A praga da terceirização




Caetano Roque da Silva


Essa tercerização de mão-de-obra que está em marcha batida no Espírito Santo, praticada com maior intensidade por Aracruz Celulose, Vale do Rio Doce, Samarco e CST, está colocando em risco o emprego no Estado. Totalmente, pois desencadeou uma série de situações. Na construção civil as empresas chegam a contratar mão-de-obra para terceiros e, quando acaba o contratato, dão no pé.

E aí ficam os desempregados à espera de uma outra empresa para se submeter ao mesmo regime de relação de trabalho. As multinacionais, sempre em busca de mais lucro, sãos as responsáveis pela disseminação de situações dessa natureza. Como elas gozam da impunidade e da proteção dos governantes, vão trazendo, no seu rastro, as empresas que vão contratar mãos-de-obra temporária para ela.

Isto é legal? Olha, não passa por legalidade o espírito dela. Quando se implantou, a terceirização objetivava melhorar a qualidade e a produtividade.

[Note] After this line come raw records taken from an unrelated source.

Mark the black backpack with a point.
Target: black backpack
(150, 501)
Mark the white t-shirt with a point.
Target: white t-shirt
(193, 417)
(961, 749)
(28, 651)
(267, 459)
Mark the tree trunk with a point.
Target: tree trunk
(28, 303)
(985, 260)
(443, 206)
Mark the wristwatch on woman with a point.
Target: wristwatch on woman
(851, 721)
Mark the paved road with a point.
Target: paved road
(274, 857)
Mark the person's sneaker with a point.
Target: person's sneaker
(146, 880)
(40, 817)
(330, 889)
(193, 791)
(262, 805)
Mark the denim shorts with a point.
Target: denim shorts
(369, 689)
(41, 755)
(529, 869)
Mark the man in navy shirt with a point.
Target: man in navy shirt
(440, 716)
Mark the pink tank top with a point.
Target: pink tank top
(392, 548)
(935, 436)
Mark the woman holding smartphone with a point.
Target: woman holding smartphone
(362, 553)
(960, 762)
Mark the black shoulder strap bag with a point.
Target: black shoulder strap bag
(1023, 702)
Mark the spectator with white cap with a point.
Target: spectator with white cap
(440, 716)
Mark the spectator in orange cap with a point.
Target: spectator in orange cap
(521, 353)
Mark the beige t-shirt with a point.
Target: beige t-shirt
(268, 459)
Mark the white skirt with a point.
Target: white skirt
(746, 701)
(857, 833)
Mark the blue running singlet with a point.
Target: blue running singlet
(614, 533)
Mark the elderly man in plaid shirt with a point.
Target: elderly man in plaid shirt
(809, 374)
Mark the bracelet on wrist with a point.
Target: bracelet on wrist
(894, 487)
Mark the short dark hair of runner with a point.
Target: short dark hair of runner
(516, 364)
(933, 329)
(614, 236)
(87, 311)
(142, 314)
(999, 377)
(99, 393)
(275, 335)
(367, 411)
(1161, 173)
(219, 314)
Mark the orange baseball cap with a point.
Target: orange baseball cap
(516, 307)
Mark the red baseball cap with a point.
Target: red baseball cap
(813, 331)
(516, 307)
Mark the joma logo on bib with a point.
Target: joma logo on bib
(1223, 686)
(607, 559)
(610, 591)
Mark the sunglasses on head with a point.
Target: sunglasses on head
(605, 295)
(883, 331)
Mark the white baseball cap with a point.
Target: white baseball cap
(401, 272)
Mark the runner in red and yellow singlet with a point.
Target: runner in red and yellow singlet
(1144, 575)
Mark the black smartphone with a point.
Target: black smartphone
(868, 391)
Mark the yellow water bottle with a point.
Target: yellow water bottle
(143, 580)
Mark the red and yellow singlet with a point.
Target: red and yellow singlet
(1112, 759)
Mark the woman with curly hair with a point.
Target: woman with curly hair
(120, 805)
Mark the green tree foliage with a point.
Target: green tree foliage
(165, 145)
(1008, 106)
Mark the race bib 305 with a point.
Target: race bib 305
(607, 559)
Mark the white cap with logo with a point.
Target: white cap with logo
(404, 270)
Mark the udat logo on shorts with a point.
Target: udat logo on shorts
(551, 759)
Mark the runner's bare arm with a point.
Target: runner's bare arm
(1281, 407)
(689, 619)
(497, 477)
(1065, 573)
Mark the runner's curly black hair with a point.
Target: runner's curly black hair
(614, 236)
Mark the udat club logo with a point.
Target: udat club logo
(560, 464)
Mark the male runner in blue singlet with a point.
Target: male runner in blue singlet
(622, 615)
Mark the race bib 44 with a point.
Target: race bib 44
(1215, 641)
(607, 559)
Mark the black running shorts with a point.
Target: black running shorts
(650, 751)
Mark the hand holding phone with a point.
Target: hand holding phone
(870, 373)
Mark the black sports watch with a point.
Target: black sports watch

Exemplo disso esteve na industria automotiva. Lá ocorreu, e com absoluta eficiência. Só que as multinacionais (estamos tratando especificamente do Espírito Santo) aproveitaram-se dela para reduzir custo na mão-de-obra.

Aí está dando no que está dando. Monta-se uma empresa, arrecada-se trabalhador para servir a um dessas multinacionais, depois a empresa some, o trabalhador fica sem os seus diretos e a empresa sequer paga os seus compromissos previdenciários. É a idade da pedra.

Por seu turno, os sindicatos ficam de mãos e pés amarrados. Pois vivem a síndrome da mão-de-obra terceirizada. Se apertar, correm o risco de perder trabalhador da sua base. Este, que de um modo geral morre de medo de virar terceirizado, ou até de perder emprego, não acossa, como deveria, o sindicato para reagir à terceirização da mão-de-obra.

É um nó e tanto. Aí, diante dessa situação, só resta aos sindicatos irem para o campo político e buscar no parlamento a modificação da legislação. Adequá-la à realidade que está no Espírito Santo e no Estado onde se encontrar uma grande empresa multinacional.

Posso parecer chato, mas onde está a solução? Na reforma sindical. O País mudou muito, as leis envelheceram, a relação de trabalho é outra, só a reforma conserta e resolve. Se não vier, a terceirização vai crescer e pode fazer desaparecer categorias profissionais, pois passaremos a ter somente trabalhadores avulsos em mãos inadequadas para tratar delas. É o Brasil de hoje, infelizmente.